Zoher brought suit against NCH and NCHS, seeking, in part, injunctive and declaratory relief under the HCQIA. Zoher contended that the NPDB Guidebook states that the denial of medical privileges based on a physician's failure to meet a hospital's established criteria is not a reportable event. A hospital should report a denial only if it was based on a lack of professional conduct by the physician, Zoher argued. He said NCH's denial of his privileges was based on his inability to meet the hospital's standards for appointment.

NCH moved to dismiss the lawsuit on the basis that the court lacked subject matter jurisdiction. In a decision by Judge John E. Steele, the court agreed.

The court found that it did not have jurisdiction because the only federal question at issue was Zoher's claim under the HCQIA.
The HCQIA was enacted to improve health care and reduce the number of incompetent physicians, the court said.

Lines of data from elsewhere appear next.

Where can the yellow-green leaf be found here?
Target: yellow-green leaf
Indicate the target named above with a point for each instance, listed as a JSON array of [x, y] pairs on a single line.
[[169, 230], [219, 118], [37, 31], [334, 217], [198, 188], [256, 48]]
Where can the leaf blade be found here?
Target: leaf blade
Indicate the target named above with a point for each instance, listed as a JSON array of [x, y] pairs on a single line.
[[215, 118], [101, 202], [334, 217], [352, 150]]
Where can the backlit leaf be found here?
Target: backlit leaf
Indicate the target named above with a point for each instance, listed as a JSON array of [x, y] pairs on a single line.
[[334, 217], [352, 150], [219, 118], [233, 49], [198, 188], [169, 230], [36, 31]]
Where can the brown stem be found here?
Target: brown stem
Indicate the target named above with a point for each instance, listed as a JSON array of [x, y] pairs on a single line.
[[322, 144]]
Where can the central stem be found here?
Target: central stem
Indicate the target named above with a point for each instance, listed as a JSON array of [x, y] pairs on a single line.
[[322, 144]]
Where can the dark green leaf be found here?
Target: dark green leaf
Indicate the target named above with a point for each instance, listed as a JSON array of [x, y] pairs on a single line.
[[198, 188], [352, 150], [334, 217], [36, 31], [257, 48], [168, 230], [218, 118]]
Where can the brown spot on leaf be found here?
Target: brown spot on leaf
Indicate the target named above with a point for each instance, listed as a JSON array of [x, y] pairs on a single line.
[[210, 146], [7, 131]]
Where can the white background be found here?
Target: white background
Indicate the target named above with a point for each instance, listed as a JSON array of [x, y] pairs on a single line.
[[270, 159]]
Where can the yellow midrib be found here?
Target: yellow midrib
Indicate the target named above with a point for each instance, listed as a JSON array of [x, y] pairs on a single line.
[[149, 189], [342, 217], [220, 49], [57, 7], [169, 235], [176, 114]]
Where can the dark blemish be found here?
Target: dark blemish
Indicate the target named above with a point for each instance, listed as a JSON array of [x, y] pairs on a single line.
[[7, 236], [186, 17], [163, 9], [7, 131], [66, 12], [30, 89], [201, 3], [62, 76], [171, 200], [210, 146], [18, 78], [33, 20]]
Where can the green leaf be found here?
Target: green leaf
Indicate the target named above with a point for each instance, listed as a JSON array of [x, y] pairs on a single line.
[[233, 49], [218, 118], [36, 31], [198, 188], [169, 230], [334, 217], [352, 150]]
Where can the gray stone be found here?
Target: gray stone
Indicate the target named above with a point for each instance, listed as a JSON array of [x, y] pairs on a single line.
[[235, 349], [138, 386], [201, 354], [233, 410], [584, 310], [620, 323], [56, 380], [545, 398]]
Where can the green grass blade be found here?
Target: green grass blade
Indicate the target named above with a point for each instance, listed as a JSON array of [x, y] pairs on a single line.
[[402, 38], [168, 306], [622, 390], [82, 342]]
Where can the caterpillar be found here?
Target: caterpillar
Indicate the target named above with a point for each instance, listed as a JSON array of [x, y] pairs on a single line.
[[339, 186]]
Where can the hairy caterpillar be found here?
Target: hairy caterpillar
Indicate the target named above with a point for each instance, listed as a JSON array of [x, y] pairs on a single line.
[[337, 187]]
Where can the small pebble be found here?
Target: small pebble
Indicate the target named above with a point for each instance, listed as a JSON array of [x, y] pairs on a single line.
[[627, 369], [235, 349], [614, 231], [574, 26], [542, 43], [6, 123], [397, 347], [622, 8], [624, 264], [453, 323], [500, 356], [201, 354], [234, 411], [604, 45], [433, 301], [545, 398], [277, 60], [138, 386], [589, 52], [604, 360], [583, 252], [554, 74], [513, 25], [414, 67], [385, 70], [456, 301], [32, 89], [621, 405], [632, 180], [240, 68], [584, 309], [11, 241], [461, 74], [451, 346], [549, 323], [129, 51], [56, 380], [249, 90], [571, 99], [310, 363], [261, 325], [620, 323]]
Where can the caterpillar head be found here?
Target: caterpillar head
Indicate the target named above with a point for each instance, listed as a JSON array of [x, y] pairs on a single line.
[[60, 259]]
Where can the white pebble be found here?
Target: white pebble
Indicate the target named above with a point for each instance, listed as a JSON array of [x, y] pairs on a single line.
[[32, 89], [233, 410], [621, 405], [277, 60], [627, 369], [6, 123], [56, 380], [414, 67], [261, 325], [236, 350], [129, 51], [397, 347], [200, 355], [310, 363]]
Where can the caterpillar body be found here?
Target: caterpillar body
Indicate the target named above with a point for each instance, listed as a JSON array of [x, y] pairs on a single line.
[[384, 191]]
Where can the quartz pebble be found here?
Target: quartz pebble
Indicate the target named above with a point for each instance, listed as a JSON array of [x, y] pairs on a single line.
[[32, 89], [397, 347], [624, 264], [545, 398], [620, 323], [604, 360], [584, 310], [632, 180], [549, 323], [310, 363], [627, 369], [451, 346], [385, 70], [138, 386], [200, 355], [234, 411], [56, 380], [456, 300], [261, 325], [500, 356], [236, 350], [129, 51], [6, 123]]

In actions brought by physicians, the statute grants limited immunity from liability to individuals who participated in peer review activities that resulted in physician discipline, it said.

The HCQIA, however, does not grant a physician a private cause of action in connection with the peer review process, the court said. Since Zoher had no private right of action under the federal statute, there was no claim that arose under federal law in this case, and the court did not have subject matter jurisdiction, it concluded. Doctor's lawsuit against hospital that denied his application for staff appointment is dismissed because HCQIA does not provide for private right of action, federal court did not have subject matter jurisdiction over doctor's action.

A physician cannot recover damages from a hospital for allegedly mistakenly reporting a clinical action against him to the National Practitioner Data Bank (NPDB), a federal district court said Nov. 14 in dismissing the action (Zoher v. NCH Healthcare System Inc., M.D. Fla., No. 2:11-cv-86, 11/14/11).

The U.S. District Court for the Middle District of Florida noted that there is no private right of action under the Health Care Quality Improvement Act (HCQIA) and, therefore, Dr. Mina Zoher failed to state a claim within the court's federal question subject matter jurisdiction.